In response, Victoria Police have engaged in the largest mobilization undertaken since the World Economic Forum was hosted in Melbourne in 2000.

Victorian Police Commissioner, Shane Patton, called the protesters hypocrites, saying that demonstrators were there to “protest against war, so presumably [were] anti-violence… If people come to protest — we urge them not to — but if they do, and they come and do so peacefully, happy days. But if they break the law, we will hold them to account.”

The Police Commissioner confirmed that officers used rubber bullets and flash distraction devices.

“We were forced to deploy some non-lethal munitions, which we did, and I’m still of the view that they were appropriately deployed and appropriate risk assessments were made.”
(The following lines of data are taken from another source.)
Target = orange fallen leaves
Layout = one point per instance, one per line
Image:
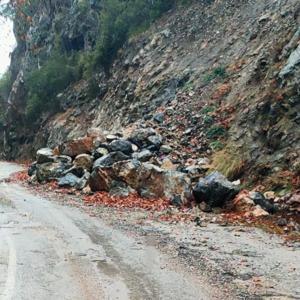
(131, 201)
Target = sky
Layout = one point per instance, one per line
(7, 43)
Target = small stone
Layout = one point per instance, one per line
(143, 156)
(205, 207)
(111, 137)
(122, 146)
(159, 118)
(259, 212)
(282, 222)
(166, 149)
(99, 152)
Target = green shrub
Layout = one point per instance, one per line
(118, 20)
(44, 84)
(5, 85)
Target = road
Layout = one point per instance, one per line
(49, 251)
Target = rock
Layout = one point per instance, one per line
(78, 146)
(205, 207)
(282, 222)
(101, 179)
(243, 202)
(159, 118)
(270, 195)
(193, 171)
(259, 212)
(140, 137)
(32, 169)
(143, 156)
(84, 161)
(111, 137)
(96, 134)
(166, 149)
(45, 155)
(83, 181)
(120, 189)
(64, 159)
(99, 152)
(293, 61)
(177, 201)
(147, 179)
(110, 159)
(69, 180)
(77, 171)
(168, 165)
(177, 183)
(203, 161)
(50, 171)
(155, 140)
(122, 146)
(259, 199)
(215, 190)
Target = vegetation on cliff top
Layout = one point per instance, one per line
(119, 19)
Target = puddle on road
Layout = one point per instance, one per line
(107, 269)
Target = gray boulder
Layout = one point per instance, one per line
(84, 161)
(293, 61)
(69, 180)
(45, 155)
(99, 152)
(109, 159)
(215, 190)
(122, 146)
(143, 156)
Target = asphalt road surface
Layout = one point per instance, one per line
(49, 251)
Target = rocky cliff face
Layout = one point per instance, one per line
(218, 79)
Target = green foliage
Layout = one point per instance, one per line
(119, 19)
(44, 84)
(219, 72)
(5, 86)
(215, 131)
(208, 120)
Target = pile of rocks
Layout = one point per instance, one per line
(140, 163)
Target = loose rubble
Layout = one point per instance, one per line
(118, 170)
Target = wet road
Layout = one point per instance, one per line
(49, 251)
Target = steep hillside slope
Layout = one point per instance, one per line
(217, 79)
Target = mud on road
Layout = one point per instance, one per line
(61, 249)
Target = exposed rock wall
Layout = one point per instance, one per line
(224, 74)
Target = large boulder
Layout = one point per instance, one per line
(145, 138)
(101, 179)
(69, 180)
(50, 171)
(122, 146)
(147, 179)
(109, 159)
(215, 190)
(143, 156)
(45, 155)
(84, 161)
(78, 146)
(99, 152)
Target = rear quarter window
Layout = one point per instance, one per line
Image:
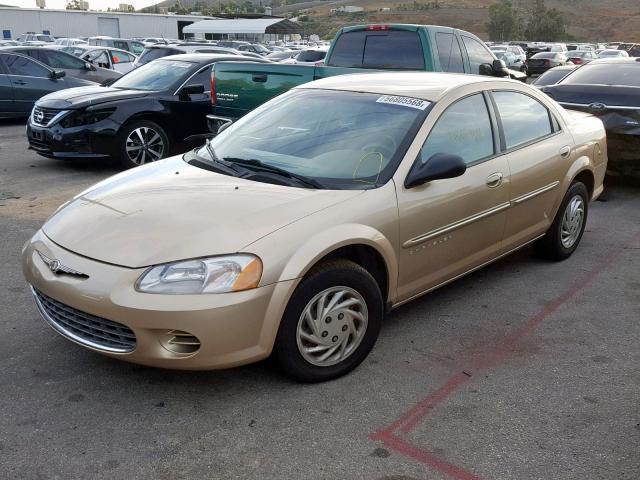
(379, 49)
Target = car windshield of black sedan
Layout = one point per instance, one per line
(338, 139)
(154, 76)
(606, 74)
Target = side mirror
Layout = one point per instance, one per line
(192, 90)
(57, 74)
(438, 167)
(218, 124)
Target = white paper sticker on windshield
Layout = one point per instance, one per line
(404, 101)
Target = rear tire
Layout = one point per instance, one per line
(567, 228)
(331, 322)
(142, 142)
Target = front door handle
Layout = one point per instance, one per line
(494, 180)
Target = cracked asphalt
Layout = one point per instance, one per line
(523, 370)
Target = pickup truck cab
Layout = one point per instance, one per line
(238, 88)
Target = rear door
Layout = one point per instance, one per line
(450, 226)
(7, 105)
(30, 81)
(538, 151)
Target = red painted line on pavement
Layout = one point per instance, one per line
(409, 450)
(408, 421)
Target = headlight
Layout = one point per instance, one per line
(230, 273)
(85, 117)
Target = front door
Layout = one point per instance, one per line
(450, 226)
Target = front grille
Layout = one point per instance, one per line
(43, 116)
(84, 328)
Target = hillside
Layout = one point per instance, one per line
(588, 20)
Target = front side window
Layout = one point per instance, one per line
(524, 119)
(24, 66)
(449, 53)
(464, 129)
(155, 76)
(478, 53)
(340, 139)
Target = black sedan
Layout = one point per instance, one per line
(144, 116)
(609, 89)
(23, 80)
(541, 62)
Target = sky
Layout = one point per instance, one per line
(93, 4)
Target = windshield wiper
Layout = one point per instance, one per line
(258, 165)
(227, 166)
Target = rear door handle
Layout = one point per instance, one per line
(494, 180)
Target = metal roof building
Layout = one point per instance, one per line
(77, 23)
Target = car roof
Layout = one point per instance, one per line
(205, 57)
(615, 60)
(425, 85)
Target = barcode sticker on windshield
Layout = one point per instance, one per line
(404, 101)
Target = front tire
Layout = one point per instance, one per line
(566, 231)
(142, 142)
(331, 322)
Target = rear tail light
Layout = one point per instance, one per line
(213, 88)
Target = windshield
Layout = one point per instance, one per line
(551, 77)
(340, 140)
(158, 75)
(601, 74)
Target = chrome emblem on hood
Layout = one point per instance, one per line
(57, 267)
(38, 116)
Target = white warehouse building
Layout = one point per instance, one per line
(76, 23)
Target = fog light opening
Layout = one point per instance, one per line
(179, 342)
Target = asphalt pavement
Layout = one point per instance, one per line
(524, 370)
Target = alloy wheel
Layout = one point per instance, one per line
(331, 326)
(572, 221)
(144, 145)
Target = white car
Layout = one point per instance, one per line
(105, 57)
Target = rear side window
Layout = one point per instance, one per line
(61, 60)
(24, 66)
(310, 56)
(464, 129)
(379, 49)
(478, 53)
(449, 53)
(524, 119)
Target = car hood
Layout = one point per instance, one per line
(171, 210)
(81, 97)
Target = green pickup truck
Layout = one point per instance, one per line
(239, 87)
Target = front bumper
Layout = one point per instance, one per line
(87, 141)
(233, 329)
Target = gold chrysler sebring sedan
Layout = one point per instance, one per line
(297, 228)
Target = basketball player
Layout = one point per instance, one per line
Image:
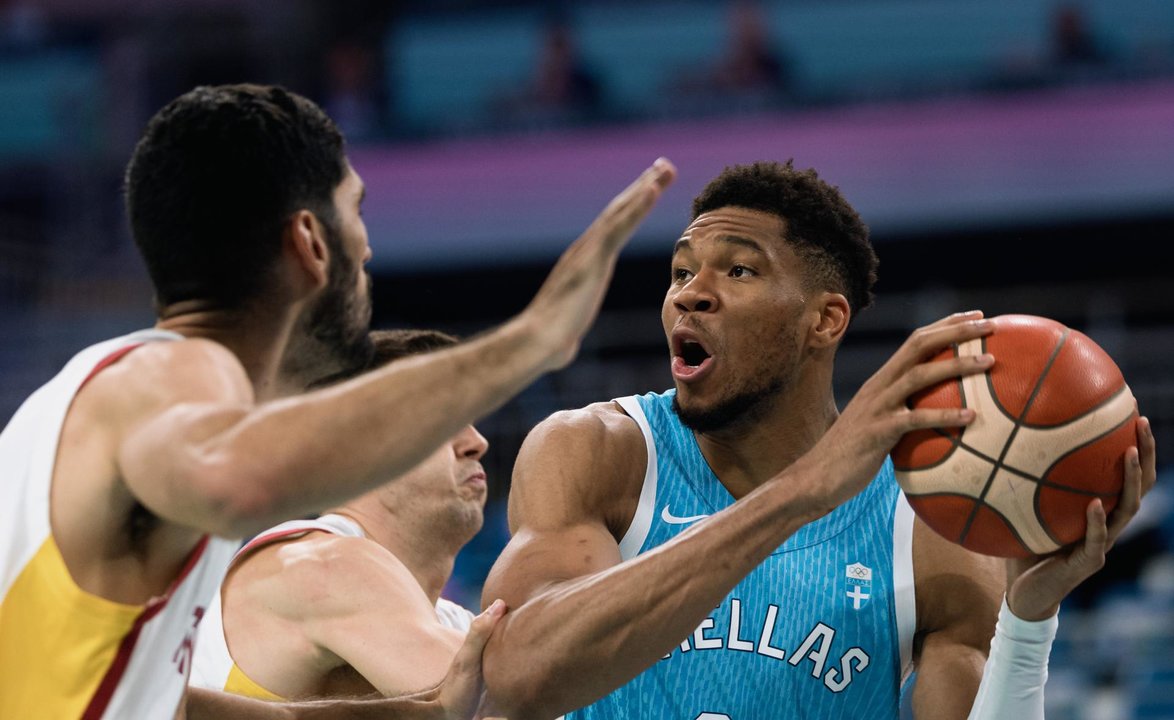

Protest leaders marked the police response ‘heavy handed,’ with activists from Students for Palestine calling the police “extremely violent, in an unprecedented way.”

Prime Minister, Anthony Albanese, defended the right of Australians to protest but said that they must do so peacefully. “You don’t say you’re opposed to defense equipment by throwing things at police. They’ve got a job to do and our police officers should be respected at all times.”

Gabrielle de Vietri -a Greens MP in the Victorian Parliament- attended the protests and gave her response on twitter, indicating that Victorian Labor government had turned the city into “a display of war machines, spending millions to protect the profits of genocide.” de Vietri said she “pleaded for [the Victorian Government] to cancel Land Forces, but they didn’t listen. Disruption is all we have left.”